All plain JSON. Inspect or edit with any text editor.

## Architecture

```
AdaptiveRouter
├── SemanticClassifier
│   └── TFIDFVectorizer     — Term weighting + cosine similarity
├── QualityTracker
│   ├── RoutingDecision      — Decision + outcome records
│   └── ModelProfiles        — Per-model per-tier quality scores
├── ContextAdjuster          — Iteration, conversation, expertise signals
├── FallbackChain            — Ordered model escalation
└── ABTester                 — Validation routing (configurable %)
```

**Routing flow:** `prompt → semantic classify → context adjust → quality filter → select model → record decision → return`

## Tiers

| Tier | Description | Examples |
|------|-------------|----------|
| trivial | One-line answers, lookups | "What is 2+2?", "Define photosynthesis" |
| simple | Short tasks, basic code | "Reverse a string", "Explain TCP vs UDP" |
| moderate | Multi-step implementation | "Build a REST API with auth", "Write a caching layer" |
| complex | Architecture, multi-system | "Design microservices for e-commerce", "Build a custom ORM" |
| expert | Full system design | "Architect a globally distributed database", "Design HFT platform" |

## Comparison

| | Antaris Router | OpenRouter | LiteLLM | RouteLLM |
|---|---|---|---|---|
| Classification | TF-IDF semantic | API proxy | API proxy | Embeddings |
| Learning | ✅ Outcome tracking | ❌ | ❌ | ✅ |
| Offline | ✅ | ❌ | ❌ | ❌ |
| A/B testing | ✅ Built-in | ❌ | ❌ | ❌ |
| Context-aware | ✅ | ❌ | ❌ | ❌ |
| Fallback chains | ✅ | ✅ | ✅ | ❌ |
| Zero dependencies | ✅ | ❌ | ❌ | ❌ |
| Infrastructure | None | Cloud | Cloud | GPU/API |

**Honest assessment:** OpenRouter and LiteLLM are API proxies that do more (actual request forwarding, billing, rate limiting). Antaris Router is a classification library — it tells you which model to use, not how to call it. Different tools for different needs.

## Legacy API

The v1 keyword-based router is still available:

```python
from antaris_router import Router  # v1 API
router = Router("./config")
decision = router.route("What's 2+2?")
```

We recommend migrating to `AdaptiveRouter` for better classification accuracy.
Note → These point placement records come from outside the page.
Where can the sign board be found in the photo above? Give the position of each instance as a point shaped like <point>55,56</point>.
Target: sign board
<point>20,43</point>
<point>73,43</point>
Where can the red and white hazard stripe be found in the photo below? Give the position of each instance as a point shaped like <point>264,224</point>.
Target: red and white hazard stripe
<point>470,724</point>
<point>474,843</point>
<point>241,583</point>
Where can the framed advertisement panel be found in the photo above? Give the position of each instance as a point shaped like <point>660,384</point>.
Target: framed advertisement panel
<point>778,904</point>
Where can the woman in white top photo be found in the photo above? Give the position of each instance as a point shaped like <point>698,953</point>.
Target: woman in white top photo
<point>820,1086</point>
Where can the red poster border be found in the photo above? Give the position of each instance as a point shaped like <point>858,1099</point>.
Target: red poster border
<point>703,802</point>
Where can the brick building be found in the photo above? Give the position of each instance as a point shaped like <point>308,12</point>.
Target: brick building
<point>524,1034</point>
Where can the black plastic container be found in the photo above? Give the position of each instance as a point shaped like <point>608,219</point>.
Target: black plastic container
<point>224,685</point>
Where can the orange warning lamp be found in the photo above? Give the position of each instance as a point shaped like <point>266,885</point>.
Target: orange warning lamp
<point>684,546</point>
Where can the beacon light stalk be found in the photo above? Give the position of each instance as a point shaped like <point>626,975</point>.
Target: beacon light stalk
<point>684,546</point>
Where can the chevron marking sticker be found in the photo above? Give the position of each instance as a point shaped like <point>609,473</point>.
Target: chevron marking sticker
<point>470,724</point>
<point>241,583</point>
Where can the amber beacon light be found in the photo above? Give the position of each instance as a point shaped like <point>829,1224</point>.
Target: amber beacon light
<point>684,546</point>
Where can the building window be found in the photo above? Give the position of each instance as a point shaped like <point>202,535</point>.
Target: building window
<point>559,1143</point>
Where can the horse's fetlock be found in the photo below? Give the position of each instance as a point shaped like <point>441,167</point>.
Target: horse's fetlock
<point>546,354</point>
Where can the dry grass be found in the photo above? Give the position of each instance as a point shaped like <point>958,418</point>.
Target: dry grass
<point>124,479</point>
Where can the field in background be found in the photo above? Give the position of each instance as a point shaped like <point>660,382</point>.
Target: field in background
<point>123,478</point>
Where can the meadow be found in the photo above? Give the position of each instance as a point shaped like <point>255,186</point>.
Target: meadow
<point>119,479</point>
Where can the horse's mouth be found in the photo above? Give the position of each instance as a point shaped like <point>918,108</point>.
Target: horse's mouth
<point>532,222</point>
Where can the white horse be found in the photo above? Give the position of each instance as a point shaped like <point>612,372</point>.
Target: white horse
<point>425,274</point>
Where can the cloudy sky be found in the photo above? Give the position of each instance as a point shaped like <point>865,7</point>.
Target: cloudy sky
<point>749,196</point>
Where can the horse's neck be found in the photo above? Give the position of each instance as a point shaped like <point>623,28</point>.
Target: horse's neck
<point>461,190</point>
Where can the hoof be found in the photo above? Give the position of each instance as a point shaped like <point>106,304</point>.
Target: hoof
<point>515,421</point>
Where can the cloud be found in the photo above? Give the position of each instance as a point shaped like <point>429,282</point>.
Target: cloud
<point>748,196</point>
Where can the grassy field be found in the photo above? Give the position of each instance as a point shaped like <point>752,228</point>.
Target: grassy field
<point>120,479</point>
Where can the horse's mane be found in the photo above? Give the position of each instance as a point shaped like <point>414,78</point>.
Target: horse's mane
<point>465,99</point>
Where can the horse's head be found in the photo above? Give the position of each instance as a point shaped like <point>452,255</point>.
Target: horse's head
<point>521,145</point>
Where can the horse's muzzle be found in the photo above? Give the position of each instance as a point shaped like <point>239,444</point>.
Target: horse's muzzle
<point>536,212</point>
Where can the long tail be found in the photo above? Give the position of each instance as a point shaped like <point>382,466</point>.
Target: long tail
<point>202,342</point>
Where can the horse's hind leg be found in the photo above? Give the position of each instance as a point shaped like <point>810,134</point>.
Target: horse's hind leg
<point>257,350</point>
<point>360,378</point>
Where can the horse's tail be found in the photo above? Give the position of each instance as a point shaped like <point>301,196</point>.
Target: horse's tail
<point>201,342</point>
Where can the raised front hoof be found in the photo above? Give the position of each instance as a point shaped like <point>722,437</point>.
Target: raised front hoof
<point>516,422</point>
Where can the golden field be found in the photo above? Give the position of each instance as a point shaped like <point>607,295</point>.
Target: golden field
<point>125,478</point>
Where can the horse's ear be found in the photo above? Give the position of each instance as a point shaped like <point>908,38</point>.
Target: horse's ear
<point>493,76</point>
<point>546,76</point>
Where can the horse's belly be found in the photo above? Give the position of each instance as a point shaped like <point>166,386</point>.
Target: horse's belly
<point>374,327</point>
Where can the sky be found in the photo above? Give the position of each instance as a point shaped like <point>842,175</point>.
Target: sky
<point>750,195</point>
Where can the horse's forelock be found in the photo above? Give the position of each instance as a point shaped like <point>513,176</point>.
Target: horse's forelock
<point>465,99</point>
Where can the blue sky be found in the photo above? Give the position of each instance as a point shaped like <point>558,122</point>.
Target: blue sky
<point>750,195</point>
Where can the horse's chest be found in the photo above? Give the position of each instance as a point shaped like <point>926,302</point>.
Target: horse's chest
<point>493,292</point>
## Part of the Antaris Analytics Suite

- **[antaris-memory](https://pypi.org/project/antaris-memory/)** — Persistent memory for AI agents
- **antaris-router** — Adaptive model routing (this package)
- **antaris-guard** — Security and prompt injection detection (coming soon)
- **antaris-context** — Context window optimization (coming soon)

## License

Licensed under the Apache License 2.0. See [LICENSE](LICENSE) for details.